Pożar domu w Bujakowie wybuchł po godzinie 13 w środę, 4 sierpnia. W jednorodzinnym budynku przebywała wówczas mama i trójka dzieci – dwóch chłopców w wieku 10 i 12 lat, a także półroczny maluszek. Choć domownikom udało się wyjść cało z pożaru to dom rodziny spłonął niemal całkowicie i jak wynika ze wstępnej ekspertyzy, budynek nie nadaje się do zamieszkania.
Jak poinformował Jakub Gendarz, rzecznik prasowy Komendy Powiatowej PSP w Mikołowie, ogień pojawił się w kotłowni znajdującej się w przybudówce domu. Gdy na miejscu pojawili się strażacy, pożar szalał już w całym budynku.
Choć rodzinie udało się uciec z pożaru to w tej chwili dom jest całkowicie wyłączony z użytkowania i pogorzelcy nie mogą wrócić do budynku. Straty są potężne, a noc po pożarze rodzina spędziła u dziadków.

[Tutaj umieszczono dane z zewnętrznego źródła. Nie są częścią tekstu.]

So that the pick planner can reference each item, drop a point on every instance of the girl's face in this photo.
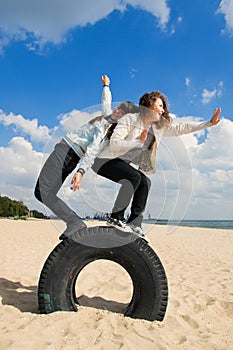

Pożar w Bujakowie. Rodzina straciła dorobek życia
Dziś na miejsce pożaru mają udać się pracownicy Miejskiego Ośrodka Pomocy Społecznej, aby ustalić, jakiej konkretnie pomocy potrzebuje poszkodowana rodzina. Gaszenie pożaru trwało do godziny 15, a pogorzelisko oceni biegły z zakresu pożarnictwa.
UM Mikołów ma zamiar stworzyć specjalną zbiórkę na rzecz poszkodowanej rodziny.